Tomasz Kacprzak, radny Koalicji Obywatelskiej, która wraz z SLD przegłosowała wejście nowego systemu, mówi, że sytuacje takie jak ta opisana w liście, będą analizowane na komisjach Rady Miejskiej.
"- W nowym systemie chodzi o sprawiedliwość, o to, żeby w końcu za śmieci zapłacili wszyscy - mówi radny Kacprzak. - Ale po tym jak system zadziała w praktyce nie wykluczamy, że być może trzeba będzie rozważyć zwroty części wyższych kosztów w oparciu choćby o pomoc społeczną dla osób starszych, które zużywają więcej wody. Rozważamy także wprowadzenie programu dopłat do wymiany baterii na nowoczesne, które mieszają wodę z powietrzem, co zmniejsza zużycie wody. To nie jest indywidualnie wysoki koszt, ale wiem, że nie wszystkich, a szczególnie osoby starsze, na to stać. To byłby podobny program, jak dopłaty do wymiany kopcących pieców."
Czytaj dalej na kolejnym slajdzie: kliknij strzałkę w prawo
Przypomnijmy: w styczniu, po wielu perturbacjach, Rada Miejska przy sprzeciwie klubu PiS, przyjęła system powiązania opłat za śmieci ze zużyciem wody. Powody to m.in. drożejąca utylizacja odpadów, większa ilość śmieci i nieszczelny system opłat za osobę, który poprzez "zniknięcie" 80 tys. deklaracji spowodował 50 mln zł dopłaty do systemu z budżetu miasta. W nowym systemie łodzianie mają zapłacić 9,60 zł za metr zużytej wody (19,20 przy niesegregowaniu), przy czym ZWiK wyliczył, że średnie, miesięczne zużycie wody na jednego mieszkańca to trzy m. sześc.
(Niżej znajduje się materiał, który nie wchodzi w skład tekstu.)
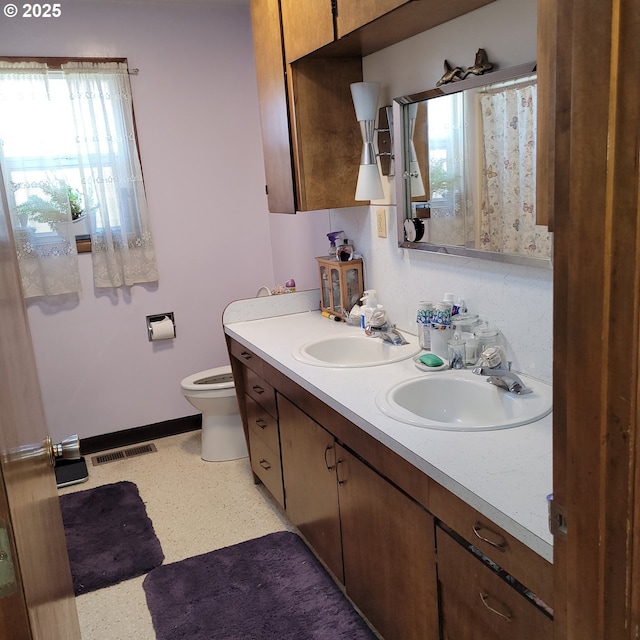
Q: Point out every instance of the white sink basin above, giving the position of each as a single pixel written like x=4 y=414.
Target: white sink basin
x=463 y=401
x=353 y=351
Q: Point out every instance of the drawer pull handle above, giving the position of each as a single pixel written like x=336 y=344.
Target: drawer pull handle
x=330 y=467
x=485 y=601
x=500 y=544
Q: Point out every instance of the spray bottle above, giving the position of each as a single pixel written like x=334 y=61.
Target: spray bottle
x=333 y=236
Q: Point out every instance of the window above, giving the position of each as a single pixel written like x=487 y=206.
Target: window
x=68 y=153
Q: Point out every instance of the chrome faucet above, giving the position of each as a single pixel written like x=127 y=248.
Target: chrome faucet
x=387 y=332
x=503 y=378
x=490 y=365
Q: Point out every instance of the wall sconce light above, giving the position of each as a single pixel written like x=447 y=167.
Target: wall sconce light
x=365 y=101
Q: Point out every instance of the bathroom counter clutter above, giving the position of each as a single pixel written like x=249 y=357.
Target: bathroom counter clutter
x=504 y=474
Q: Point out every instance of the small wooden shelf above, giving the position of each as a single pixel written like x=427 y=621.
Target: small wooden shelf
x=341 y=285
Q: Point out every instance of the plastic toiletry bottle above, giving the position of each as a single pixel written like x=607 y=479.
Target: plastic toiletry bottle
x=423 y=320
x=448 y=299
x=369 y=305
x=345 y=251
x=333 y=236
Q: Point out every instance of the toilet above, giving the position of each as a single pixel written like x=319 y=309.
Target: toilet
x=212 y=391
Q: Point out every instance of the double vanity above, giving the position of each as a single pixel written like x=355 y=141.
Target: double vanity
x=436 y=526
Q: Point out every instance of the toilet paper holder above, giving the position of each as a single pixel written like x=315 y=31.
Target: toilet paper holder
x=157 y=318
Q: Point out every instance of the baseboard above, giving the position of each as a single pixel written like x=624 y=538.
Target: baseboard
x=137 y=435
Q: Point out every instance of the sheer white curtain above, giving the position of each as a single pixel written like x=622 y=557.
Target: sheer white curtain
x=508 y=218
x=121 y=243
x=36 y=181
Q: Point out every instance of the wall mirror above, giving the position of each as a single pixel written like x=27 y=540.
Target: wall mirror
x=466 y=184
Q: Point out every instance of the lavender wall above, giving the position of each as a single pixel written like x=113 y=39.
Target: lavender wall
x=198 y=125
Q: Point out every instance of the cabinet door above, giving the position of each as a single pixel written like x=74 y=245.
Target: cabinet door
x=274 y=116
x=307 y=26
x=326 y=137
x=353 y=14
x=388 y=544
x=311 y=492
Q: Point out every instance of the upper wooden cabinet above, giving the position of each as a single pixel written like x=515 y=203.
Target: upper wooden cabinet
x=311 y=140
x=307 y=26
x=361 y=27
x=353 y=14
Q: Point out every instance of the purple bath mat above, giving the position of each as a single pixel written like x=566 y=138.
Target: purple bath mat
x=270 y=588
x=109 y=536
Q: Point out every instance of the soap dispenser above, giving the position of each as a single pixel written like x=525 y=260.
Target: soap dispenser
x=333 y=236
x=369 y=305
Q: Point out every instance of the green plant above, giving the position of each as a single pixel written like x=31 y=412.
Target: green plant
x=54 y=208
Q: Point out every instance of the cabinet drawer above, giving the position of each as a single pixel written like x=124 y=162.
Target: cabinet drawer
x=265 y=463
x=262 y=425
x=524 y=564
x=262 y=392
x=477 y=604
x=247 y=357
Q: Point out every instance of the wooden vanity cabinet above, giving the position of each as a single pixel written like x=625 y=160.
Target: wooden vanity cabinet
x=375 y=539
x=397 y=540
x=388 y=543
x=503 y=549
x=311 y=490
x=259 y=413
x=477 y=604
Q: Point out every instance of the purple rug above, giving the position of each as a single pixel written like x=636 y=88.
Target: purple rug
x=109 y=536
x=270 y=588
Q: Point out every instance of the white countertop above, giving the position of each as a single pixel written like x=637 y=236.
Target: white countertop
x=505 y=474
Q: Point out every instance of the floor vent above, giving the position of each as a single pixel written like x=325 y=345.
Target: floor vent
x=131 y=452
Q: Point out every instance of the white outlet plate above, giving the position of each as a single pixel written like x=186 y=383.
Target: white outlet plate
x=382 y=223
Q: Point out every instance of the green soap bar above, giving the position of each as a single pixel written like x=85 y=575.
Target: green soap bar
x=431 y=360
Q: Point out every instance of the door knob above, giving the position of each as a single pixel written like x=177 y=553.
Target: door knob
x=68 y=449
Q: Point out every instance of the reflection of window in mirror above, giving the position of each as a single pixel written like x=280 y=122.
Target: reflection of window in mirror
x=446 y=170
x=507 y=220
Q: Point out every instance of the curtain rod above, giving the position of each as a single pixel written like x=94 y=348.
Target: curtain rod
x=55 y=63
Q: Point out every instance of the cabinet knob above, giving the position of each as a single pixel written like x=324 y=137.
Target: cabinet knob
x=330 y=467
x=499 y=543
x=485 y=601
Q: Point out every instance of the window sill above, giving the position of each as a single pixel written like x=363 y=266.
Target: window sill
x=83 y=244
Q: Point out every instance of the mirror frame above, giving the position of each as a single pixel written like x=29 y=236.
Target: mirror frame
x=403 y=196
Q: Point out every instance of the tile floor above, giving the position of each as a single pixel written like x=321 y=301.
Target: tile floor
x=195 y=507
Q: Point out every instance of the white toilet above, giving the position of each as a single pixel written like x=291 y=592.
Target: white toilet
x=212 y=391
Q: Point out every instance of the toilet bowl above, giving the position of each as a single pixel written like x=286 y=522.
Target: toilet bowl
x=213 y=393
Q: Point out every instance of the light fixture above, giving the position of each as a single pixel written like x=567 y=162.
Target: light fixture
x=365 y=101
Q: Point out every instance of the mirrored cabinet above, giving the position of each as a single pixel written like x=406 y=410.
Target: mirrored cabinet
x=467 y=183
Dlatego radni KOi SLD przekonywali, że "to nie podwyżka, bo jedni zapłacą więcej, ale inni mniej niż dotychczas". System ma wejść 1 lipca, co znaczy, że do pierwszej opłaty będą się liczyć pomiary z wodomierzy odnotowane na początku kwietnia i na końcu czerwca. Mieszkańcy zabudowy jednorodzinnej będą zaś płacić jak dotąd, czyli "za osobę". Tyle, że nie 24 zł, jak w 2020 r., a 34 zł.